O caso de Shamima Begum tornou-se exemplar da forma como foram tratadas as chamadas “noivas do Daesh”, as mulheres nascidas em países ocidentais, de origem muçulmana ou convertidas, aliciadas a viajar para a Síria e casadas com combatentes do grupo, por vezes em sucessão com vários deles, à medida que iam ficando viúvas.

Ela foi para a Síria quando ainda andava na escola secundária, com 15 anos, em 2015, e foi descoberta em 2019 num campo de detenção na Síria, onde três dos seus filhos morreram, foi impedida de regressar ao Reino Unido, e foi-lhe retirada a nacionalidade, por ser considerada um risco para a segurança nacional. 
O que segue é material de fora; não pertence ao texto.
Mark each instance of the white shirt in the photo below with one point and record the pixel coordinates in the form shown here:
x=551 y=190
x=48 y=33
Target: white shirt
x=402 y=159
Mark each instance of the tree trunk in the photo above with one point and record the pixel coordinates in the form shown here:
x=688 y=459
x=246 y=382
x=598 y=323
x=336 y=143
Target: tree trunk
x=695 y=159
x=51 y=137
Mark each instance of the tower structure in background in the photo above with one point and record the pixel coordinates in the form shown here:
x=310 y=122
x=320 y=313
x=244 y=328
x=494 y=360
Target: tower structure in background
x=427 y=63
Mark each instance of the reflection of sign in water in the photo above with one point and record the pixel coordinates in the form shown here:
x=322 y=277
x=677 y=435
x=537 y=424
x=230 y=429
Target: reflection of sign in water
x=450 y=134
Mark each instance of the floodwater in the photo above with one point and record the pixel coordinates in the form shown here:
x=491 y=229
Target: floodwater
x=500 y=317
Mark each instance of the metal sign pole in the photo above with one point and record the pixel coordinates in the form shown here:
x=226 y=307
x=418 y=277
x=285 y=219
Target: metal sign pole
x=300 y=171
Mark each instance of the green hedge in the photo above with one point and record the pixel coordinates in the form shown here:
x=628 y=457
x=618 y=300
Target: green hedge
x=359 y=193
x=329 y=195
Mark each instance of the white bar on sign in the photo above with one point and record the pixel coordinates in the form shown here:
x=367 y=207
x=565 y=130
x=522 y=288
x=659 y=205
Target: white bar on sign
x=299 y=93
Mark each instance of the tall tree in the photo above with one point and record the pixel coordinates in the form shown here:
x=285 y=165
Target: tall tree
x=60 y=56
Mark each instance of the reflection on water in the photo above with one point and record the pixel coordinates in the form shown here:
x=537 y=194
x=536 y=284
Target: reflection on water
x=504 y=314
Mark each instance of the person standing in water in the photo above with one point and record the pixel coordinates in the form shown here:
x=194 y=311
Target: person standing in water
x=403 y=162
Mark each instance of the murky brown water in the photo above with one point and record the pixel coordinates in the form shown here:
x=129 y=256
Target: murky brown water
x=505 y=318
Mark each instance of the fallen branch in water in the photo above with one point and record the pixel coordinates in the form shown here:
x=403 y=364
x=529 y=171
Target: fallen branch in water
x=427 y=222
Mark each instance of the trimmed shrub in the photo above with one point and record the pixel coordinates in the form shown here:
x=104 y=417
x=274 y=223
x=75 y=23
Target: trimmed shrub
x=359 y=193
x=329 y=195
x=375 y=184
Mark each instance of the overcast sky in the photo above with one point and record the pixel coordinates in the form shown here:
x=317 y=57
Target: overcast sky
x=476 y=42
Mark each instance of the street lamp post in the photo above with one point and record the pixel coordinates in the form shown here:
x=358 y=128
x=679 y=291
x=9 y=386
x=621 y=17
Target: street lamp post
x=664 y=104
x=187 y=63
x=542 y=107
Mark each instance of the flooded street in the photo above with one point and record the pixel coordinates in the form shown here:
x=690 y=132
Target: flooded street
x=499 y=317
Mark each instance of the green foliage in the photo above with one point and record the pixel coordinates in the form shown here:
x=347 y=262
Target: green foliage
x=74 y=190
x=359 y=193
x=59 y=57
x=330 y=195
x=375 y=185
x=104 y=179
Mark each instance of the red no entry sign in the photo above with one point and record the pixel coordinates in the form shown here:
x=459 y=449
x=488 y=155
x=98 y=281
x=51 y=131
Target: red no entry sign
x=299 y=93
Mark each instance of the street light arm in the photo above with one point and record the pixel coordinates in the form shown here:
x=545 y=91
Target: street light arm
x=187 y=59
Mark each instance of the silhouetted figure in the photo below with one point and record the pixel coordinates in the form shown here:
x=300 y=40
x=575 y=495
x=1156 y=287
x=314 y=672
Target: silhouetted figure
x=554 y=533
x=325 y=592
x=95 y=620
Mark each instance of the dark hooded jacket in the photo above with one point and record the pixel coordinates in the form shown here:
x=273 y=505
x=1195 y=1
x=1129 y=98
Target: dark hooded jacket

Os juízes consideraram que se Shamima Begum, que agora tem 20 anos, for considerada de facto um risco, se houver provas suficientes de que é uma ameaça para a segurança nacional, poderá ser presa quando chegar a Londres, diz a Reuters. 

“A imparcialidade e a justiça deve, visto os factos deste caso, ultrapassar as preocupações com a segurança nacional, para que seja autorizada a apresentação um recurso”, disseram os juízes, citados pela BBC.

Begum irritou muitos dos seus compatriotas por não ter mostrado remorsos por ver execuções feitas pelo Daesh, cortando cabeças, e por dizer que um ataque de bombista suicida em Manchester, no qual morreram 22 pessoas, se justificava. 

Quando foi achada no campo de detenção na Síria, pediu para ser repatriada para Londres, para se juntar à sua família, mas viu recusado o seu pedido. Em vez disso, o Governo retirou-lhe a cidadania britânica.

O Ministério do Interior britânico disse estar “desapontado” com a decisão dos juízes e que vai pedir autorização para a contestar. 

Em Fevereiro, um tribunal especializado - a Comissão Especial de Recursos de Imigração - deliberou que o Governo agiu legalmente ao retirar a nacionalidade britânica a Shamima Begum, porque ela era “cidadã do Bangladesh por ascendência”, isto é, não ficaria apátrida, pois herdava a cidadania do Bangladesh através da mãe, recorda a BBC. Mas não diz nada sobre se ela representa um perigo ou não.

Os juízes encarregaram o ministério de transportar Shamima Begum do campo Roj, no Norte da Síria, para Londres, para que ela possa contestar a retirada de nacionalidade em tribunal - embora o Ministério do Interior tenha repetidamente dito que não o faria, diz a BBC.